Они, кряхтя, поднялись. Жена, оглядев столовую, усмехнулась:
– Ну, Сашка, ирод. Посмотри, что ты наделал. – Он же в ответ обнял жену, чмокнул в губы:
– Не ругайся, мать, жизнь прекрасна во всех её проявлениях. И знаешь, мать, я ведь только тогда узнал, что такое счастье, когда на тебе женился.
– Да? – жена в удивлении заглянула в его глаза. Он же лукаво усмехнулся:
– Да, да, мать, но было уже… поздно.
– Ах ты, ирод…
Тут раздался звонок телефона. Жена сняла трубку:
– Доброе, доброе… ой! Не может быть! Батюшки! – Она прижала трубку к груди. Александр в волнении уставился на жену. Сердце залихорадило:
– Верунь, что случилось.
– Люся звонит, Люся. Лёшка их сбежал в Новороссию. Николай там рвёт и мечет.
– Да-а, – Александр сел на стул. – Этого и следовало ожидать. Господи, как я его понимаю. Ох как понимаю.
Сейчас, стоя в дверном проёме и смотря новости из Новороссии, он думал о том, какой тяжелый груз растворился в его сердце. Нет, не свалился, а растворился в его сердце этот груз и живёт внутренним переживанием об убитых и тревогой за живущих. Тревогой за людей, живущих в том огне человеческой несправедливости, взращенной непониманием или злым человеческим умыслом. Он тяжело вздохнул:
– Слава Богу, сын возвращается.
– Саш, чего ты сказал?
– Тетеря ты у меня, говорю, глухая. Слава Богу, говорю, что Кирилл завтра возвращается.
– Да, да. Слава Богу, – жена несколько раз перекрестилась. И посмотрела на божницу с Богородицей.

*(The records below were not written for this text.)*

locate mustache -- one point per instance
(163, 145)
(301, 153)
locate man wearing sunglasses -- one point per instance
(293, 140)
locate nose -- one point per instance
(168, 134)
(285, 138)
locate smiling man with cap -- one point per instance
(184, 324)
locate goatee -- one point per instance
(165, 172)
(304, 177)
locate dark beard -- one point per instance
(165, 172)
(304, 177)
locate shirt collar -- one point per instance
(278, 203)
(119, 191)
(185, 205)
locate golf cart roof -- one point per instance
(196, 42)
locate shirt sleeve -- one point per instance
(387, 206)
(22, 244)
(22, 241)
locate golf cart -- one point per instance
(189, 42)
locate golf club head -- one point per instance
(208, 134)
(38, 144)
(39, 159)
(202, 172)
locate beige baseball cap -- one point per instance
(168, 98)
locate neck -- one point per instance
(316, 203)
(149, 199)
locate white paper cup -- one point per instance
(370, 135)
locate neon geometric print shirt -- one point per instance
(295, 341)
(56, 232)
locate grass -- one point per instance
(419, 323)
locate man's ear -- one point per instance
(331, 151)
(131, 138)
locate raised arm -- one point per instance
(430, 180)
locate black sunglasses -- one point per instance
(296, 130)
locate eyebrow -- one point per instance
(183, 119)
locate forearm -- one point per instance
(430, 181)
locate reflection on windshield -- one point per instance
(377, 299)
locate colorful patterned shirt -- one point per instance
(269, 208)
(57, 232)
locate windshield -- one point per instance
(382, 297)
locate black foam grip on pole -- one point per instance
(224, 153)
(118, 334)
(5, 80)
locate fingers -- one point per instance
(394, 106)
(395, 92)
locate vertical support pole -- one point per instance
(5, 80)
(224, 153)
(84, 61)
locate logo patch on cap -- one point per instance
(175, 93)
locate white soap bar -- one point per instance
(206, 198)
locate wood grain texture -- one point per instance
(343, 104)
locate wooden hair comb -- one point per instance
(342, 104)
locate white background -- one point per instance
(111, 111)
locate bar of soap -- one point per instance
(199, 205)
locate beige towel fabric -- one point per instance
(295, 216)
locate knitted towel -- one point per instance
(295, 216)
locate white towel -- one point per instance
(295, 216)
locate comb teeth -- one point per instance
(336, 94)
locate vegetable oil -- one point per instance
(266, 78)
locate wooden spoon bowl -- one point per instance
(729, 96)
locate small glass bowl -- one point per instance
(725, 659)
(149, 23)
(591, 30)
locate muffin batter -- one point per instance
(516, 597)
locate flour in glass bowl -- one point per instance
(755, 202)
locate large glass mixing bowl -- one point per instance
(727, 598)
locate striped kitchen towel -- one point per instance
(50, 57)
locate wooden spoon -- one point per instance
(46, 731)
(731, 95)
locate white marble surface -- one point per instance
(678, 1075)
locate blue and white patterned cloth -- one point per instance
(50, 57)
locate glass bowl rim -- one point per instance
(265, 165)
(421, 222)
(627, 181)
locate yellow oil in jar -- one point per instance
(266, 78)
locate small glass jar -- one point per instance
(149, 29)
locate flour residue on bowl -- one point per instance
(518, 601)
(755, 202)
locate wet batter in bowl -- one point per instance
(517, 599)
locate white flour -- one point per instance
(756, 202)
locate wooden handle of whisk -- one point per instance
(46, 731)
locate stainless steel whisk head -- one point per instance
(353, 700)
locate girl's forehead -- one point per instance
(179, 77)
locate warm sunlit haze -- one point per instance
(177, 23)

А ведь всего-то два месяца назад ни одной иконы в доме не было. Сейчас же во всех комнатах по иконе.
3
Ужинали молча. Вернее не разговаривал Александр, а жена лепетала что-то о своём. Перебирала, кого пригласить на встречу с сыном, что приготовить. Поставить ли тесто для пирогов сейчас или перенести это мероприятие на утро, что сынулька, наверное, там на сухомятке совсем от домашней пищи отвык.